Sebastien Chiono, head baker at AOK Kitchen and Bakery, on his relationship with food
Interview: Ellie Costigan
1. I started baking at 15 years old. I didn’t like school, so I decided to get a job and just get on with it.
2. I am from Burgundy in France and there, when you come from a very poor background, you do everything for yourself. Everything you eat is done from scratch. We didn’t really go to the supermarket to buy things. Every summer I would be podding peas, digging out the potatoes.
3. There are a lot of different ways of working. Some bakers choose to make bread in the space of two hours, but the quality is not quite there. It depends what you want to deliver: as many products as you can make in an hour, or quality? I opt for quality.
4. London is a beautiful city: so many cultures and different people. The food scene has changed immensely since I first came here—back then, it was all kebabs and fish and chips. In the space of 20 years, London has moved to the forefront of culinary development.
5. At the Arts Club, the world’s oldest private members’ club, I worked with executive pastry chef Claude Lamarche. He has a talent and passion for food. And he taught me to be more organised. I don’t think I was too bad before, but I have been baking so much better since I started working with Claude.
6. Modern wheat is bred to provide better yields—to be stronger and more productive—but it’s not good for us. We cannot digest it properly. I believe this is why people are increasingly intolerant to gluten.

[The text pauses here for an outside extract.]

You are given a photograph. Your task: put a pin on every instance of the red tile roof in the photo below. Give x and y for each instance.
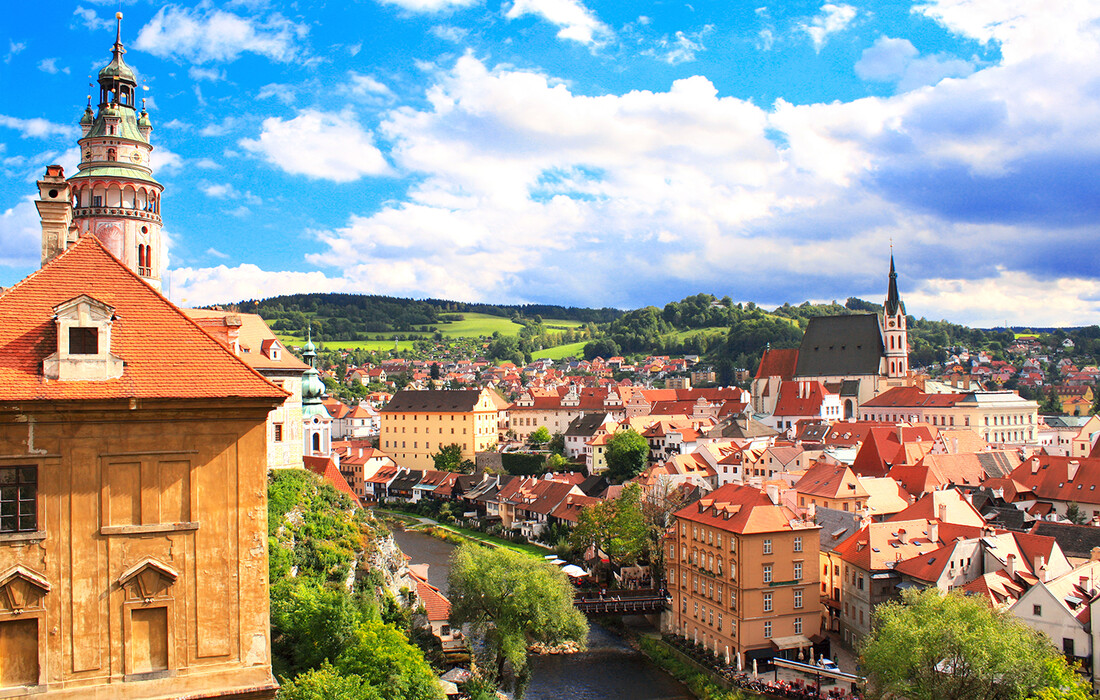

7. Consistency is the most important thing in a bakery. If you go to a place and on Monday the croissant you buy is good, the next day it’s burnt, the day after that it’s not baked, you won’t come back. If you can be consistent, people will recognise the quality of the products that you make and naturally come to you.
8. One of the main ingredients I use is a flour from the Gilchesters Organics mill. Their wheat is English-grown, organic and stone ground, which means it keeps all of its nutrients. It’s much healthier and more digestible.

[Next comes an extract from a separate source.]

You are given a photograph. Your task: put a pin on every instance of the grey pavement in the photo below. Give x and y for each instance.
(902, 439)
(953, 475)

9. The concept at AOK is to find a healthier approach to food. There is no refined sugar at all, and we try to cater to everyone, all dietary requirements: gluten free, dairy free, vegan. But we are very particular. Every supermarket now has a gluten-free shelf, because there is a market for it. There are some specialist gluten-free bakeries. But I tried these products and I thought, I wouldn’t be able to eat this. When you first take the knife and you cut it, all the stuff stays on the knife. Is that some type of glue? The problem is when you tell them it’s no good, they say, “Oh, it’s because it’s gluten-free.” It’s not because it’s gluten-free. Make it good, or don’t sell it. That’s it.
10. There should only be four ingredients in bread: flour, water, salt and yeast. Then you wait 72 hours. Most of the ingredients listed on the back of supermarket bread are preservatives or emulsifiers. What is the need?

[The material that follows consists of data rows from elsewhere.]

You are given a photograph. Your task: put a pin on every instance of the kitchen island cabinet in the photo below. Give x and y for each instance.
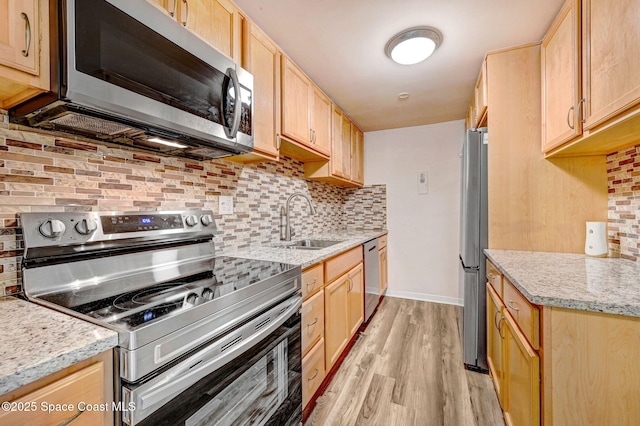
(24, 51)
(589, 338)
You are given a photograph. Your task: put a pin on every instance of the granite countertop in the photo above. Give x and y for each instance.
(38, 341)
(305, 258)
(574, 281)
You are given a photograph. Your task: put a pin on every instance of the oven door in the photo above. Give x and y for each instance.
(251, 376)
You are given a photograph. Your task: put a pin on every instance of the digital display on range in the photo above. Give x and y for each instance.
(140, 223)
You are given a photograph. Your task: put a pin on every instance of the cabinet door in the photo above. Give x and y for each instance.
(216, 21)
(611, 58)
(521, 379)
(346, 147)
(357, 154)
(320, 121)
(384, 274)
(356, 299)
(561, 115)
(295, 103)
(19, 35)
(336, 319)
(264, 64)
(495, 338)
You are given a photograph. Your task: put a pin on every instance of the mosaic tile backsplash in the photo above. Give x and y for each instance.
(44, 172)
(623, 174)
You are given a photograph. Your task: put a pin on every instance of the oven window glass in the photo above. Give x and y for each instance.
(260, 387)
(112, 46)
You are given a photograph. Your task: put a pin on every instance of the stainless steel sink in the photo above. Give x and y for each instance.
(311, 244)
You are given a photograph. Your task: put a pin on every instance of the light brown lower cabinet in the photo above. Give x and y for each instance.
(80, 395)
(585, 369)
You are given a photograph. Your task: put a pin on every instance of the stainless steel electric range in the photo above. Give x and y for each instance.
(202, 339)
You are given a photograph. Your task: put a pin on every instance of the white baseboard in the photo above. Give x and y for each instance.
(426, 297)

11. Sourdough is based on fermentation and acidity. The fermentation is long and when you prove bread for longer, the yeast eats up the gluten. It means, even though the bread still rises, the gluten is much weaker, so it’s more digestible. I am sure that there are some people who are intolerant to gluten who would be far better off eating it.
12. On my first day of work at 15, I said to my boss: “What do you want me to start with?” He said: “You see those two bags of flour? You put them in the mixer.” Each bag was 50kg. My weight at the time was 48kg. I look at the bag, I look at him, I look at the bag, I look at him, I say: “I can’t, I’m too small.” He says to me: “If you don’t want to work, go back home.” You don’t need the gym when you’re a baker.